The insignia was formally adopted by the General Conference in 1968 and registered in 1971 with the U.S. Patent and Trademark Office. Since 1996, the General Council on Finance and Administration (GCFA) of The United Methodist church has supervised the emblem's use.

 

USE AND INTEGRITY

Who May Use the Cross and Flame?

The relevant provisions of the Book of Discipline provide that the Cross and Flame may be used by official United Methodist agencies, including local churches, may use the insignia to identify United Methodist work, programs and materials. It should not be used by individuals for personal purposes.  

See Guidelines Here and Here.

 

Commercial Uses

Use of the emblem for commercial purposes (such as printing on note cards to sell to churches) must be approved by the GCFA. 

See Here for Commercial Guidlines.

See Here for Application for Permission. 

 

Integrity of Design

Because the Cross and Flame is the official insignia of The United Methodist Church, any reproduction must be faithful to the original design, especially in these areas:

No other objects or designs shall touch or cover the cross and flame. It should appear to stand alone or apart from any other design.
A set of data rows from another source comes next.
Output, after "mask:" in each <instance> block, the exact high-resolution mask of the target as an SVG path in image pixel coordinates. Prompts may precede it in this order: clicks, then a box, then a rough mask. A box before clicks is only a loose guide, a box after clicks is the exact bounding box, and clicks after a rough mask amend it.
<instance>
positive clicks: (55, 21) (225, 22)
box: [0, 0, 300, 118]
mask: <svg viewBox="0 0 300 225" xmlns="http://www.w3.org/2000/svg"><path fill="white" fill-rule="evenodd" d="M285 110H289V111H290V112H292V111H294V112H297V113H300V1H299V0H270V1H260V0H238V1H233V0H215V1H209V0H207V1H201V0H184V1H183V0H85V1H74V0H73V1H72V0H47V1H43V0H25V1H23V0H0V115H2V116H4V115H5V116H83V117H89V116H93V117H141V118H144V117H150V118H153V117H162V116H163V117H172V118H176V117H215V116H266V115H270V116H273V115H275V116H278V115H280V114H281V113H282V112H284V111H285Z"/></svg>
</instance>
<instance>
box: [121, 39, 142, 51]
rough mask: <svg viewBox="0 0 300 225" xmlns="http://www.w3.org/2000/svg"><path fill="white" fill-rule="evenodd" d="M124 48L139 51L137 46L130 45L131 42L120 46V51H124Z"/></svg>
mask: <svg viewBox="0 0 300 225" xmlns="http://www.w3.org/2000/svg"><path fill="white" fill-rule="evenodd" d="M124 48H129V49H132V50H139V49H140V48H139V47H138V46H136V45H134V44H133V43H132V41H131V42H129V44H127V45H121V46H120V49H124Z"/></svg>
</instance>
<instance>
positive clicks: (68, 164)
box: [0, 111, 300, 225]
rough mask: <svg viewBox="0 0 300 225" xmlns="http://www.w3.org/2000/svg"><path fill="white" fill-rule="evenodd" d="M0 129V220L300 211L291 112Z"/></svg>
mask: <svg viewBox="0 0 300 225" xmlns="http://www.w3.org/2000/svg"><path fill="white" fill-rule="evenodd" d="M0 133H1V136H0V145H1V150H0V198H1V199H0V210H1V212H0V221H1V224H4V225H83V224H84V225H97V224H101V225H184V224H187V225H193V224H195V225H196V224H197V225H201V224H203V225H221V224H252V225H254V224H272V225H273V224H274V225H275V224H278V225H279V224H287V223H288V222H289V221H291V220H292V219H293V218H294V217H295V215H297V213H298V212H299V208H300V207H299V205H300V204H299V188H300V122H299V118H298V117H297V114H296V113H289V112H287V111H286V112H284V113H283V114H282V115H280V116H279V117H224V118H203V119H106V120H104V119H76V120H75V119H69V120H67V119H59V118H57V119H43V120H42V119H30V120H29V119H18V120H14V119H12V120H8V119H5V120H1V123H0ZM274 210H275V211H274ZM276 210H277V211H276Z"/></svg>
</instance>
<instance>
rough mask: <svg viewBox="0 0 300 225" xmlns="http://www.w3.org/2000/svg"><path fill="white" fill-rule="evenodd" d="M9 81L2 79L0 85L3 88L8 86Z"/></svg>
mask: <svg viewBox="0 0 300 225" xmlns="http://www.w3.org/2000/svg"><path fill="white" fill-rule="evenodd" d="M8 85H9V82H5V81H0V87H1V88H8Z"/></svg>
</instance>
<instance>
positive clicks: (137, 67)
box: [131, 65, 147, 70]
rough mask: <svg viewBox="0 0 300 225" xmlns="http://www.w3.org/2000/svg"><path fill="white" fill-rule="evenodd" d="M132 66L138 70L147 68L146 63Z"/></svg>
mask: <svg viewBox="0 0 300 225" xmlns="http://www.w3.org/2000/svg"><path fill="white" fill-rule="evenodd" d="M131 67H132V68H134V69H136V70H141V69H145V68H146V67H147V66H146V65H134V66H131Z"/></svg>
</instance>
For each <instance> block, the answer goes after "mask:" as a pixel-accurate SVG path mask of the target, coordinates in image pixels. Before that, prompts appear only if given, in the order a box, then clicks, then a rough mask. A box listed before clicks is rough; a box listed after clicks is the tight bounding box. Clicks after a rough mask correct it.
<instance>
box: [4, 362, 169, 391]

The base of the flame should be lower than that of the cross.

The tip of the left portion of the flame must align with the left arm of the cross.

The space between the flame and the upright of the cross is slightly wider at the top of the design that it is at the bottom;

If using one solid color to print the emblem, include a thin line of space all around the arm of the cross that lies against the flame. The flame may be screened (shaded) to create a contrast between it and the cross.

Avoid using odd two-color combinations; use black and a second color such as bright red.

 

Internet Use of the Cross and Flame

Question have arisen as to how the emblem may be used on the Internet and in other settings. These guidelines should be followed:

Put the registration mark ® below the Cross and Flame, preferably to the right of the cross.

On your Web page, as close as possible to the Cross and Flame, print the following: "The Cross and Flame is a registered trademark, and the use is supervised by the General Council on Finance and Administration (GCFA) of The United Methodist Church. Permission to use the Cross and Flame must be obtained from the GCFA, Attn: Legal Department, Post Office Box 340029, Nashville, TN 37203-0029; phone 615-369-2334; fax 615-369-2330."

Make sure the dimensions of the Cross and Flame are correct.